Un Fachoda sur Pacifique

Autrefois, du temps où s’achevait la seconde colonisation européenne de l’Afrique, le Royaume-Uni avait laissé le coq gaulois gratter ses ergots dans le désert selon une formule anglaise féroce, tandis que le pays de la Reine Victoria mettait la main sur ce continent à l’est de Fachoda et du Caire au Cap en 1898.

Aujourd’hui le coq gaulois bombe le torse sur les océans Indien et Pacifique, fort de ses 1,5 millions d’habitants dans les confettis de son empire colonial et de 93 % de ses zones économiques exclusives (le deuxième du monde derrière les États-Unis).

Il avait de ce fait proposé à l’Australie douze sous-marins d’attaque et conclu un juteux accord industriel de plusieurs dizaines de milliards d’euros.

Patatras : en septembre 2021, l’accord est dénoncé, la France remerciée tandis qu’Australie, Royaume-Uni et États-Unis annoncent l’Alliance AUKUS visant clairement la Chine ; les sous-marins d’attaque seront construits par l’industrie américaine, ils passent à la propulsion nucléaire avec un personnel yankee, histoire de ne pas trop disséminer l’arme nucléaire. Le gouvernement français se plaint d’un coup de poignard dans le dos entre alliés, rappelle son ambassadeur des États-Unis, ce qui n’était jamais arrivé.

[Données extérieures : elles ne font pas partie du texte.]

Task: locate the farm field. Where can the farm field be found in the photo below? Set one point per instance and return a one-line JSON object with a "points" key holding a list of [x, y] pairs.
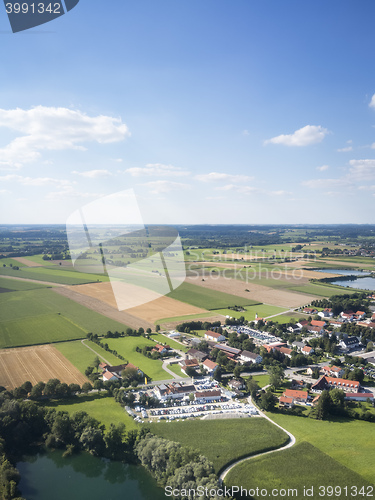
{"points": [[52, 274], [18, 285], [256, 292], [36, 364], [223, 441], [301, 466], [103, 408], [206, 298], [82, 357], [43, 316], [126, 347], [350, 442], [263, 310]]}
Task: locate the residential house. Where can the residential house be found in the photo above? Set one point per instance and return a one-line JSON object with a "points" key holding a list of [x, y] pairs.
{"points": [[335, 383], [333, 371], [195, 354], [209, 366], [250, 357], [359, 396], [307, 350], [214, 336]]}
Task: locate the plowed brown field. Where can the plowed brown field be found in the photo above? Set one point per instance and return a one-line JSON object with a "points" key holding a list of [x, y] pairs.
{"points": [[36, 364]]}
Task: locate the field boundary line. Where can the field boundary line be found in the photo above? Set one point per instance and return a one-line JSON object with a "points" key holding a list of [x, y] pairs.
{"points": [[291, 442]]}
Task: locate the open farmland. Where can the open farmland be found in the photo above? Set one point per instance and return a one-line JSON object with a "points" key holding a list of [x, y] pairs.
{"points": [[126, 347], [223, 441], [41, 316], [295, 468], [207, 298], [54, 274], [36, 364], [258, 293]]}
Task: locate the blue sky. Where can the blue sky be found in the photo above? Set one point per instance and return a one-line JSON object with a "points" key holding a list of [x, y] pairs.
{"points": [[245, 111]]}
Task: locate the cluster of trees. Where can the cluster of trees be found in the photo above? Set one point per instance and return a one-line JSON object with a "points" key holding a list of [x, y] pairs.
{"points": [[356, 302], [174, 465]]}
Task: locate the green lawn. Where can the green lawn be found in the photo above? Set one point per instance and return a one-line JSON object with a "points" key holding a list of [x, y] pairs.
{"points": [[81, 357], [19, 286], [262, 310], [103, 408], [158, 337], [295, 468], [40, 316], [54, 274], [126, 347], [223, 441], [350, 442], [43, 328]]}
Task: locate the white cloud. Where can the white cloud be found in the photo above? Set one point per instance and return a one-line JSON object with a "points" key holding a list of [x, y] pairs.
{"points": [[93, 174], [305, 136], [218, 176], [54, 129], [35, 181], [157, 169], [362, 170], [237, 188], [158, 187]]}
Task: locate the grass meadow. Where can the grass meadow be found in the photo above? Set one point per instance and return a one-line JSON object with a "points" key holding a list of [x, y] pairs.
{"points": [[350, 442], [301, 466], [97, 405], [42, 316], [126, 347], [223, 441], [82, 357]]}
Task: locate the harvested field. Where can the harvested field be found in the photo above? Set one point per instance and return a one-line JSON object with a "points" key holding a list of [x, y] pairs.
{"points": [[27, 262], [36, 364], [102, 308], [260, 293], [164, 307], [161, 307]]}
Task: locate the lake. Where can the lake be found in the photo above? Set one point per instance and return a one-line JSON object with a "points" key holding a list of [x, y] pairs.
{"points": [[365, 283], [50, 476]]}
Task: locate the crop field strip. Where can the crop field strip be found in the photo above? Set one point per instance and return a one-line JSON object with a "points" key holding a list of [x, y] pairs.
{"points": [[47, 317], [36, 364]]}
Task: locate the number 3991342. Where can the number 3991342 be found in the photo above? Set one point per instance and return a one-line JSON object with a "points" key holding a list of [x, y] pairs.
{"points": [[33, 8]]}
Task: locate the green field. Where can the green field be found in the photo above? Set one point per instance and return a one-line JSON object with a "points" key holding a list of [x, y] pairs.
{"points": [[295, 468], [41, 329], [206, 298], [40, 316], [126, 347], [18, 285], [162, 339], [223, 441], [54, 274], [105, 409], [262, 310], [350, 442], [82, 357]]}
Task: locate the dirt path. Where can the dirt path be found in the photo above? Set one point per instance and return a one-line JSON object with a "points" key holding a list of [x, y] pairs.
{"points": [[104, 309], [290, 443]]}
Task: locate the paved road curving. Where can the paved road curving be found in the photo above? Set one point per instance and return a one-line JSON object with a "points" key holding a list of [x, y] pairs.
{"points": [[290, 443]]}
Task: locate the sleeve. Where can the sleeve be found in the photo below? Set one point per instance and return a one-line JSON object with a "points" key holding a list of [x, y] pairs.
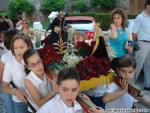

Ce nouveau Fachoda au Pacifique qui n’entame pas plus l’Alliance Atlantique que le premier ne liquida l’Entente Cordiale (en fait la brouille aura été spectaculaire mais n’aura pas duré un mois), confirme ce que l’on savait déjà : le renvoi de la France à son statut de puissance moyenne, même si « grande puissance has been ». Plus intéressant, l’épisode prend acte de transformations fondamentales.

Bévues françaises

C’est faute d’en avoir saisi l’étendue et tiré une nouvelle stratégie adéquate que la France a été mise KO debout par ses propres alliés et ses Services secrets ridiculisés.

On ne peut pas plaider ici des alternances incessantes du pouvoir politique qui aurait affaibli « nos services » : un même ministre, Jean-Yves Le Drian, était aux armées sous François Hollande, puis aux Affaires étrangères sans interruption sous Emmanuel Macron. Les Services secrets ne peuvent servir de lampistes.

Pour chercher une aiguille dans une botte de foin, il faut savoir quelle est l’aiguille que l’on cherche. Ce n’est pas une affaire de James Bond ni d’autres gadgets de romans policiers. La constitution de l’alliance AUKUS et les sous-marins escamotés étaient pourtant sur la cheminée de la pièce, comme la lettre volée d’Edgar Poe. Faute de l’avoir vue conceptuellement, l’espionnage français était aveugle et cherchait son briquet au pied du réverbère du passé.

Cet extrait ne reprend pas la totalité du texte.